Wong BR, Josien R, Lee SY, Sauter B, Li HL, Steinman RM, Choi Y - J. Exp. Med. (1997)

Bottom Line: Here, we show that high levels of TRANCE-R are detected on mature dendritic cells (DCs) but not on freshly isolated B cells, T cells, or macrophages.The resulting increase in DC survival is accompanied by a proportional increase in DC-mediated T cell proliferation in a mixed leukocyte reaction.TRANCE does not induce the proliferation of or increase the survival of T or B cells.
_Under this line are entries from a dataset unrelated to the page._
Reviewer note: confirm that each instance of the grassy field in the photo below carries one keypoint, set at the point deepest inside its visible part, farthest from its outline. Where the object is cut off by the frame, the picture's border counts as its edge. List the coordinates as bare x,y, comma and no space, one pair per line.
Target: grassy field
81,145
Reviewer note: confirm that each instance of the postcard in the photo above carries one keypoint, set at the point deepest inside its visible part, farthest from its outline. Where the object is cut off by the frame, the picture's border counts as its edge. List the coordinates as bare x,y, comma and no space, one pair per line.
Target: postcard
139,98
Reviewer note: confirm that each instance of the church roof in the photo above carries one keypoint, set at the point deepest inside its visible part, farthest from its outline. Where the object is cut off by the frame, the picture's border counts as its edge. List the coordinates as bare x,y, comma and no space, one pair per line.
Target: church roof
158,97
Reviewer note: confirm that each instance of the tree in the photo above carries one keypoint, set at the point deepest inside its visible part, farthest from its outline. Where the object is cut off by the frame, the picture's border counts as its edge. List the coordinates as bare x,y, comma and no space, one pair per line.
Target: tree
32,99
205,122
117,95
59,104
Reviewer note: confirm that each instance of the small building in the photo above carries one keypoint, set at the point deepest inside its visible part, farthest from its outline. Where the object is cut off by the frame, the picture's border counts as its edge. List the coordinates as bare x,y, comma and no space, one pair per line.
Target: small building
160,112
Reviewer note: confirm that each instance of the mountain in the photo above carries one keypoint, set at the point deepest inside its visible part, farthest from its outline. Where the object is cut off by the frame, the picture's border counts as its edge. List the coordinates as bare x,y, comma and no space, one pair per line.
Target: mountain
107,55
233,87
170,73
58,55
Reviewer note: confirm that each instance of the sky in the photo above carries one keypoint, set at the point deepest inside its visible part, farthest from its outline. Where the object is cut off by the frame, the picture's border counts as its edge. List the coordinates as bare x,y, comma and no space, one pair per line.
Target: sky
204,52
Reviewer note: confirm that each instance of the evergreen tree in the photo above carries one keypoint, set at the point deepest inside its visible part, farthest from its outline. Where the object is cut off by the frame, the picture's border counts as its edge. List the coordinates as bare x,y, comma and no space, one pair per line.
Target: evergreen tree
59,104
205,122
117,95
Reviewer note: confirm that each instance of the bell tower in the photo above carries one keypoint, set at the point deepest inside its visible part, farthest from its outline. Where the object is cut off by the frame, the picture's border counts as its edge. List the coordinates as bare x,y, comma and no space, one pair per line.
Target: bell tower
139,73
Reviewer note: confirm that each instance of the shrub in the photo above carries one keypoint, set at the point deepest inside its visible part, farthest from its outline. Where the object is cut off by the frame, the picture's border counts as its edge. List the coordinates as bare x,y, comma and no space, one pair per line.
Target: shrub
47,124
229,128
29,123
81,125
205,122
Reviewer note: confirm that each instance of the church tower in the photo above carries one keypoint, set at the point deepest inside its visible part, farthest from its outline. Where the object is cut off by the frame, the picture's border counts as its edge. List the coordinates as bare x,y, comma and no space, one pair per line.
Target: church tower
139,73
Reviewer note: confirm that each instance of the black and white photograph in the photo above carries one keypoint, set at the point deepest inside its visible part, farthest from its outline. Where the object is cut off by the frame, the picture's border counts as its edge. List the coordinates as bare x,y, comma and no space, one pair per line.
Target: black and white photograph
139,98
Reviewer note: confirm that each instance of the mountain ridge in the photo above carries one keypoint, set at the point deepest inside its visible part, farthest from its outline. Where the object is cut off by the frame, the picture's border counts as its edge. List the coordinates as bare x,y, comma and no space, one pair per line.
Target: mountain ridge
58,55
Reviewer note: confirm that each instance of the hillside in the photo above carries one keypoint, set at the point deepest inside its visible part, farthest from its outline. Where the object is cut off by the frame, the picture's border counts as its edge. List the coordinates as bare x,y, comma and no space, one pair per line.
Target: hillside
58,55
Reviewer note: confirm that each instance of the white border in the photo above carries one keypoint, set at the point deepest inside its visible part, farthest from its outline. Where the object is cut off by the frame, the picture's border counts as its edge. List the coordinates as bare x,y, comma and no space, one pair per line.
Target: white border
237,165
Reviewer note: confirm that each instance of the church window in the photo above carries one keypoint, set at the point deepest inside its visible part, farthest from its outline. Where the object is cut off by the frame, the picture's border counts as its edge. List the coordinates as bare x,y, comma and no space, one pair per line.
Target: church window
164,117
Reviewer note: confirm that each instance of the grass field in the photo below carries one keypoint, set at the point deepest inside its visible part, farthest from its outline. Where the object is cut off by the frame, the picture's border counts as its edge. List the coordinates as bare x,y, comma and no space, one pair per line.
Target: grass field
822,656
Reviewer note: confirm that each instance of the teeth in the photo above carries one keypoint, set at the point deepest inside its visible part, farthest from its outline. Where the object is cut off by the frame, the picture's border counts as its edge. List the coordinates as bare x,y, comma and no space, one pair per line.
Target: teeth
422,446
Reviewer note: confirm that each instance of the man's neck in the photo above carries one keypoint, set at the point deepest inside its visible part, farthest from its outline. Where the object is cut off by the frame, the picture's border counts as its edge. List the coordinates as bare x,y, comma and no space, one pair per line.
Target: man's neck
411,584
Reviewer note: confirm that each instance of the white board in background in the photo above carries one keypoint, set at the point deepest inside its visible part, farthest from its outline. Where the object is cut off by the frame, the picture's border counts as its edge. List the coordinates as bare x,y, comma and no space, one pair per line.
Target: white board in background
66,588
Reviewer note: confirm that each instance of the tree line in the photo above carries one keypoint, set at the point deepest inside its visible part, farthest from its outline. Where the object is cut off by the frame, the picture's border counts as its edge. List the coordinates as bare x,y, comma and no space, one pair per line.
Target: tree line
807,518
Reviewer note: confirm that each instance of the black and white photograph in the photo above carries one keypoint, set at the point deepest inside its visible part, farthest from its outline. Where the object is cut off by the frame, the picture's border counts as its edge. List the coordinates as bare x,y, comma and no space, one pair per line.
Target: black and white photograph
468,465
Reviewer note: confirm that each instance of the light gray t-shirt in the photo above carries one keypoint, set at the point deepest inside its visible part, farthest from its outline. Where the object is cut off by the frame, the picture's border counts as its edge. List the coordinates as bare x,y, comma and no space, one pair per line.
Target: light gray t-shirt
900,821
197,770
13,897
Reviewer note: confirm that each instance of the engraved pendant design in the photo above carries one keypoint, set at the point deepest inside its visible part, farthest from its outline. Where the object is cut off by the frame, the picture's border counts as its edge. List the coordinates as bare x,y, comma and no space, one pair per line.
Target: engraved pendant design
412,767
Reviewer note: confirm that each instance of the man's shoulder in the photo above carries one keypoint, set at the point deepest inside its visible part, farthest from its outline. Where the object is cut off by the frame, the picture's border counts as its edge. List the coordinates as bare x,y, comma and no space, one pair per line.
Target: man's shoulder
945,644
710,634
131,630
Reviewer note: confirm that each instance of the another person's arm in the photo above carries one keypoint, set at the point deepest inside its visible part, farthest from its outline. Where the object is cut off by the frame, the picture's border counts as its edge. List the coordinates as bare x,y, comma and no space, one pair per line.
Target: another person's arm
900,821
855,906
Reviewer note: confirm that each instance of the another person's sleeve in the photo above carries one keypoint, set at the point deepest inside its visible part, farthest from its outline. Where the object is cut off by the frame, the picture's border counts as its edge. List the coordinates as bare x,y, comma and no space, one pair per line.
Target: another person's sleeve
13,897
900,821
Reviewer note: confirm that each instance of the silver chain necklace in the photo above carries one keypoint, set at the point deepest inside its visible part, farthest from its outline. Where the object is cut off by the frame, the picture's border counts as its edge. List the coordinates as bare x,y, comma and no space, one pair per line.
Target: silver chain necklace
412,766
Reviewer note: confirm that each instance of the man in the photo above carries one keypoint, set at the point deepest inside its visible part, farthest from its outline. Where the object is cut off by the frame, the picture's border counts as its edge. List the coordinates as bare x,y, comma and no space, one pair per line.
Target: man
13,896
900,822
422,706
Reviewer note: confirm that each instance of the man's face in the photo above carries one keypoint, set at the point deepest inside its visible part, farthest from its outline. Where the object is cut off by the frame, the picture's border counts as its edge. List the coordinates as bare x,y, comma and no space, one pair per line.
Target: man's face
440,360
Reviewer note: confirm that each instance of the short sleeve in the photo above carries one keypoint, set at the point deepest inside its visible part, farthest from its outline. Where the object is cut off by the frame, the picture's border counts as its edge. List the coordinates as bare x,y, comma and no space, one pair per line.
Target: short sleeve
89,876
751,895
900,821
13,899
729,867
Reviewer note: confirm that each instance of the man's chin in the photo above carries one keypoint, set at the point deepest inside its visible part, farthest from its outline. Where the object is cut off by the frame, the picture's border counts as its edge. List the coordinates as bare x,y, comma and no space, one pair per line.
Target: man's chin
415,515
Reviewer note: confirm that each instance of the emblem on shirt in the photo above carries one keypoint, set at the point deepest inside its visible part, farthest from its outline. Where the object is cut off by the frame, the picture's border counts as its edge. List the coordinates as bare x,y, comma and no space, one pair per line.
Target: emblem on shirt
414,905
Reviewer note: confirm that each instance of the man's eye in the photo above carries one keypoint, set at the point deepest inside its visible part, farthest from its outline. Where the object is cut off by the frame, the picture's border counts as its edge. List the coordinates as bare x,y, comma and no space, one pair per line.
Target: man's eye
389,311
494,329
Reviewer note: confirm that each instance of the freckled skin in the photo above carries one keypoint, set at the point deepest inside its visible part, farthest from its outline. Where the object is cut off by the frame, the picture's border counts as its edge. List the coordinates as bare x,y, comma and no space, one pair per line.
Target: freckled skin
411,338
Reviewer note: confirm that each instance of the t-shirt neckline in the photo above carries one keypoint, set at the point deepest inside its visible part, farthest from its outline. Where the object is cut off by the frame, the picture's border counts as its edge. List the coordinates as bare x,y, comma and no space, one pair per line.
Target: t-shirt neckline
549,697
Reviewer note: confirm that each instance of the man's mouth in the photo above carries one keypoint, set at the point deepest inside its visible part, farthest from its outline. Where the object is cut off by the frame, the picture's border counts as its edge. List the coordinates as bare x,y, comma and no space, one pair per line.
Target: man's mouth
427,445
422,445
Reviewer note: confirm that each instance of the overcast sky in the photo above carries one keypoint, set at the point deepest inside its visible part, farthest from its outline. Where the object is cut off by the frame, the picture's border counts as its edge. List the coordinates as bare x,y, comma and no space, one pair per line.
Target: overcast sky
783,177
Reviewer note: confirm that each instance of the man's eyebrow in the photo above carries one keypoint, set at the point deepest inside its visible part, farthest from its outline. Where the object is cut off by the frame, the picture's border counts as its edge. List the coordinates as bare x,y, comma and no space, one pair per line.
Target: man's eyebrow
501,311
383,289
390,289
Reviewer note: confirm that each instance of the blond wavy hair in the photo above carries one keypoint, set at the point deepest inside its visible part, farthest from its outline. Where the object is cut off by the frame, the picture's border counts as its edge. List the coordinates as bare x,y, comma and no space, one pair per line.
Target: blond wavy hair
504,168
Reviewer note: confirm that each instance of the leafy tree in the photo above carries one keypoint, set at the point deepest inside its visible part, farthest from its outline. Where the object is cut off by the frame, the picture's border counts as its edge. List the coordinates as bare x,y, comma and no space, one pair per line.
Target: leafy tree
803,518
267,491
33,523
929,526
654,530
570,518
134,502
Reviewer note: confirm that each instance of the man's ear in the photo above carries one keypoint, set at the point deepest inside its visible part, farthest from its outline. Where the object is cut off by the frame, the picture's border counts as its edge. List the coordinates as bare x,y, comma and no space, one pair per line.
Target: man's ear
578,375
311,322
View Article: PubMed Central - PubMed

Affiliation: Laboratory of Immunology, The Rockefeller University, New York 10021, USA.

ABSTRACT
TRANCE (tumor necrosis factor [TNF]-related activation-induced cytokine) is a new member of the TNF family that is induced upon T cell receptor engagement and activates c-Jun N-terminal kinase (JNK) after interaction with its putative receptor (TRANCE-R). In addition, TRANCE expression is restricted to lymphoid organs and T cells. Here, we show that high levels of TRANCE-R are detected on mature dendritic cells (DCs) but not on freshly isolated B cells, T cells, or macrophages. Signaling by TRANCE-R appears to be dependent on TNF receptor-associated factor 2 (TRAF2), since JNK induction is impaired in cells from transgenic mice overexpressing a dominant negative TRAF2 protein. TRANCE inhibits apoptosis of mouse bone marrow-derived DCs and human monocyte-derived DCs in vitro. The resulting increase in DC survival is accompanied by a proportional increase in DC-mediated T cell proliferation in a mixed leukocyte reaction. TRANCE upregulates Bcl-xL expression, suggesting a potential mechanism for enhanced DC survival. TRANCE does not induce the proliferation of or increase the survival of T or B cells. Therefore, TRANCE is a new DC-restricted survival factor that mediates T cell-DC communication and may provide a tool to selectively enhance DC activity.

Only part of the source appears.